Now that I have stopped sulking, I have started to do some online gigs. Technology enables a “front row” of ticket holders to actually appear on the screen as you perform. It’s not too bad, I’d even go so far as to say I’ve had fun. The online comedy gigs sell tickets so you can watch and split the money between the acts. We are back at the coalface. It’s a less raucous one, a more sober one, but still, comedians and bookers are gamely pivoting to adapt to our unsociable circumstances and keep our profession going. There are not enough to go around and certainly not enough to make a living, but it’s something. (And, frankly, easier than plastering.)
I used to have a ritual for getting ready for a gig. A long bath, carefully applied make-up, my “gig clothes” (black jeans, black top), a train or car journey, then other comedians or theatre staff to natter with, have a laugh before the glorious gamble of strutting out on to a stage to have as much fun as you possibly can.
Whatever is going on in your life, heartache, financial worries, a train to catch, while you are on stage, all of it is gone. On stage is the only time I allow myself to be uncontactable by my children. No one can ask me if they can have a Twix or if I wouldn’t mind wiping their bottom.
Online gigs are very different. I make the dinner, get the children bathed, then set up my laptop in the kitchen. I then remember I’m wearing my pyjamas and dressing gown, so I pop on a clean top and leave the pyjama bottoms on.
At my kitchen table, sitting down, I perform stand-up comedy, a more chatty, off-the-cuff version of it anyway. Then afterwards, I’m alone, in my kitchen, with the dog snoozing at my feet and the cats curled up in the dog bed.
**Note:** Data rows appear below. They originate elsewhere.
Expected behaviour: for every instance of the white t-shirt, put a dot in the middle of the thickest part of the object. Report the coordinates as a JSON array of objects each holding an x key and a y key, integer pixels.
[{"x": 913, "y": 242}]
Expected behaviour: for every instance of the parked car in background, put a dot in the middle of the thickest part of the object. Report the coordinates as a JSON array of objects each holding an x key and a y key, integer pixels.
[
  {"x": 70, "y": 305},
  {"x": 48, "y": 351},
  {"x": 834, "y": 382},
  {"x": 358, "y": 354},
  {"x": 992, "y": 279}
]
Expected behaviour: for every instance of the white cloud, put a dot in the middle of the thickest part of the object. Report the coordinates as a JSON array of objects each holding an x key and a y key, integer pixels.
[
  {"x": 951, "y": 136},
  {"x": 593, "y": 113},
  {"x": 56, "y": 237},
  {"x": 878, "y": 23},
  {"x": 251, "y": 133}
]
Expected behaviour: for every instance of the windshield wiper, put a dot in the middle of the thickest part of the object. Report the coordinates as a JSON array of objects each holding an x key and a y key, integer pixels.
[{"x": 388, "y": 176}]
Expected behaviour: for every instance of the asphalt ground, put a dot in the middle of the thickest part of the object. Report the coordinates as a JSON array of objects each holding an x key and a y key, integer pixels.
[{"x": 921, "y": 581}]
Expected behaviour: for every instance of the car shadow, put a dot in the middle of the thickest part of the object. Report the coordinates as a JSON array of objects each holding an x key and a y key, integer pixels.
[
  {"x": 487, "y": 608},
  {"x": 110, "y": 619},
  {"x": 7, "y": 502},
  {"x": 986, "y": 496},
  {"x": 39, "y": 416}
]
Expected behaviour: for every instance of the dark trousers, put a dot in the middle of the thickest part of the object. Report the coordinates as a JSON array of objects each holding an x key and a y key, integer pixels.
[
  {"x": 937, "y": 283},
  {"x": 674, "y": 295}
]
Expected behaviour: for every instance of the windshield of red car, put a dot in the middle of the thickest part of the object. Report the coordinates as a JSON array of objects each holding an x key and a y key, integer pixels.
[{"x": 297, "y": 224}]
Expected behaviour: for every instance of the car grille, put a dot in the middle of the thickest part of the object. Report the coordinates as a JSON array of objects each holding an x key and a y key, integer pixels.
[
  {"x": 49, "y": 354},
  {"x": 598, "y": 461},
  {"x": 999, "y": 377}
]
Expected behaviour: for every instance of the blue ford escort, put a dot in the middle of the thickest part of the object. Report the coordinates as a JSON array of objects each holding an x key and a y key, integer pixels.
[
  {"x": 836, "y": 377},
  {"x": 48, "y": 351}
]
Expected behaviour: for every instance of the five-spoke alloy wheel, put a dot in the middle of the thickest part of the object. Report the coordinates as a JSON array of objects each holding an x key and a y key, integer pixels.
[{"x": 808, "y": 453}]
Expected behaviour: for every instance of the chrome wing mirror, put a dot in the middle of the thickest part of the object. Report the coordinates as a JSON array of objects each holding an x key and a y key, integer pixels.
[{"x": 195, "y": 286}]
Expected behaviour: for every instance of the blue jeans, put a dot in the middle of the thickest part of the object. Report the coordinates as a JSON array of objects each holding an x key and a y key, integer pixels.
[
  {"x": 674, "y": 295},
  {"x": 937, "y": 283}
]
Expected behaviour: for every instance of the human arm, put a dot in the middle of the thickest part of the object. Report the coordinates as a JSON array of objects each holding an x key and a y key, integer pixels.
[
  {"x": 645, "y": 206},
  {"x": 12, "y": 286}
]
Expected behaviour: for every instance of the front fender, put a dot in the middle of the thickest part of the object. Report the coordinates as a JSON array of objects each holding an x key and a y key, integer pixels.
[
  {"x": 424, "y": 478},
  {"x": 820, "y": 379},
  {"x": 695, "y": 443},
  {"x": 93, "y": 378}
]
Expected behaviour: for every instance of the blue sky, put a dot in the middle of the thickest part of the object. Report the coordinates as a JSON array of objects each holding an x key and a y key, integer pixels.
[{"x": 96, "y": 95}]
There’s no danger at an online gig, people tend not to heckle you as they sit and watch you onscreen in their homes and there is no one to have a pint with afterwards.
Before masks, and the brutal culling of friends you can let into your home (“I REALLY like her, but do I ‘rule of six’ like her?”), it was bumping into other comedians around Soho and trotting off to the Soho Theatre to do our Edinburgh show. We’d shout: “The Soho Theatre Bar after? See you there!” Though these days, with young children and a deeper respect for my liver, those nights had become an occasional treat rather than my lifestyle. I miss them all the same.
Meeting new people and having a laugh backstage was a huge part of what I loved about my work. One night at a benefit gig in Camden’s Roundhouse Theatre, I found myself staying in the green room long after the Tube had stopped running. All the comics and other presenters and performers were crammed in there. Christopher Biggins was in there (do you even have a career in show business if you haven’t worked with Christopher Biggins at least once?)
Jo Wiley was there too and said comedians were “more of a laugh than any musician I have ever hung out with”. I miss that live, those evenings. And I miss Cogs.